# 1983 JD 1050 leaky hydro control valve



## Terry1050 (Jun 1, 2014)

Good morning. I have a 1983 John Deere 1050 with a front end loader. The selective control valve leaks out of the valve at the opposite end of control lever. If I move the control arm too far the tractor will leak most of my hydro fluid out. The quick connects are good and the line in and the line out are good. I have priced a used control valve but at $300 I don't want to buy another leaky valve, I'd like to know if I pull mine off if there is a repair kit or if I take it to the dealership is it repairable at a reasonable cost? 

Thank you. 

Terry


----------



## PeteNM (Sep 18, 2003)

I'm not familiar with your model so won't have much help for you. I do know they make kits for that type valve and they are pretty reasonable. Here's a link you might have a look at. Good luck !!

http://www.surpluscenter.com/


----------



## Terry1050 (Jun 1, 2014)

Thanks Pete I'll look it up.
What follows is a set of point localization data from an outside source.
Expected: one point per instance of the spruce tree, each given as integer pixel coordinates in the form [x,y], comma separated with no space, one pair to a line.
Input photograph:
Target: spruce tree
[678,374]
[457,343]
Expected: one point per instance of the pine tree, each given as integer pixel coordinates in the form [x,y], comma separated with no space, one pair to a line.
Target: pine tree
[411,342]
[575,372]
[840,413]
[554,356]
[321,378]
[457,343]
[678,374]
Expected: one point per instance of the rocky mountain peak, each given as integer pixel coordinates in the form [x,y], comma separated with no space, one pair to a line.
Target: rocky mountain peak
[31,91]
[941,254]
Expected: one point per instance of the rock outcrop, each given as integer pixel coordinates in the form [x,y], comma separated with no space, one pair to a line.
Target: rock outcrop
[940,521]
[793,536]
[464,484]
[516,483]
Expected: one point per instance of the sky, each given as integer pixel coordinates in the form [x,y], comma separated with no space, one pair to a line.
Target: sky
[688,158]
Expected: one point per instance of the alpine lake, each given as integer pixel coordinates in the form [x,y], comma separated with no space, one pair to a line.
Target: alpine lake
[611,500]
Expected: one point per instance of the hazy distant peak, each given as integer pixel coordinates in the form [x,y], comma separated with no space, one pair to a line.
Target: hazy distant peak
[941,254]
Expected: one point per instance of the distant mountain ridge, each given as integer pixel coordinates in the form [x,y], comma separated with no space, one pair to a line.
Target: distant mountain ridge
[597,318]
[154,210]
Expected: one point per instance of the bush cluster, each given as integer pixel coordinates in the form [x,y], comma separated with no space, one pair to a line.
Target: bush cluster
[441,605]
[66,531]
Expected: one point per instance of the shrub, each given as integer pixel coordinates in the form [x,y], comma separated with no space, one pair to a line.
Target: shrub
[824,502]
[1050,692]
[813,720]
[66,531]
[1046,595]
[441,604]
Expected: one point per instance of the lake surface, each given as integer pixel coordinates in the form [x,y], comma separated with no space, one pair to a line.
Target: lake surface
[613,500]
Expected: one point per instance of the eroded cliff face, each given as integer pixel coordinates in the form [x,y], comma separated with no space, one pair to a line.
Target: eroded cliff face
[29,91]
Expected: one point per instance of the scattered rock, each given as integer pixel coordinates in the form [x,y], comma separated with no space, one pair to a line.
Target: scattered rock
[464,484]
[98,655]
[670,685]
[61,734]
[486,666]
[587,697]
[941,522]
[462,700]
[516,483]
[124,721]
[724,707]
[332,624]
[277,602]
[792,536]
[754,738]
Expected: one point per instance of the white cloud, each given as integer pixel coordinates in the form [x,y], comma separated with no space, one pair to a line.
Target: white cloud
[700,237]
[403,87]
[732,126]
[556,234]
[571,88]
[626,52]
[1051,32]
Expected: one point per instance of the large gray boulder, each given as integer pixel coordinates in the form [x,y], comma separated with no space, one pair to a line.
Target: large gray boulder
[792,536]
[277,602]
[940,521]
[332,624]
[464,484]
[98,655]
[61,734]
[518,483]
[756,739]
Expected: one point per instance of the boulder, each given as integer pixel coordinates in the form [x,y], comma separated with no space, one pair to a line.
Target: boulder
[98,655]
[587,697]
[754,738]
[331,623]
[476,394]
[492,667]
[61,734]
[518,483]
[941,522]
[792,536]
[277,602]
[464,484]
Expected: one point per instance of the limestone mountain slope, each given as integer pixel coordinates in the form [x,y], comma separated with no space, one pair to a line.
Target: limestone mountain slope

That does look like a good place to start.. 
My tractor came from your neck of the woods.. It has lived in Roswell NM since new..


----------



## PeteNM (Sep 18, 2003)

A friend lives in Roswell and he claims it got to 107 deg yesterday. It's hot as hell around here. 

Be sure and check with your dealer to see what they have and the cost. There is lots of other places those kind of parts are sold online too. Here is another link. 

http://www.mcmaster.com/#


----------



## Terry1050 (Jun 1, 2014)

107 is HOT for sure. In Tennessee we don't get that hot but we get the humidity but I look at humidity as my "tax" for all the water we have.. 
I'll tell you what I miss the most, roasted GREEN CHILIES! 
I lived in Silver City for a couple years and we never got the heat that some of the state got. 
Thanks for the links Pete.


----------



## PeteNM (Sep 18, 2003)

You are very welcome !! Let us all know how you make out.


----------



## Terry1050 (Jun 1, 2014)

My JD dealer has a seal kit I bought for $37. Looking at the valve body, it doesn't look too difficult to tear into. 

I've PM'ed a couple guru's on here but they must be busy. 

Wish me luck.


----------



## Terry1050 (Jun 1, 2014)

If anyone could get me a copy of the JD maintenance manual with the tear down of the control valve, I'd appreciate it..

Thank you in advance.

T1050


----------



## Terry1050 (Jun 1, 2014)

Chassis serial is 008396

Thank you


----------



## pogobill (Jan 31, 2012)

Check this out for parts and schematics

http://jdpc.deere.com/jdpc/servlet/...s.HomePageServlet_Alt?search=model&model=1050


----------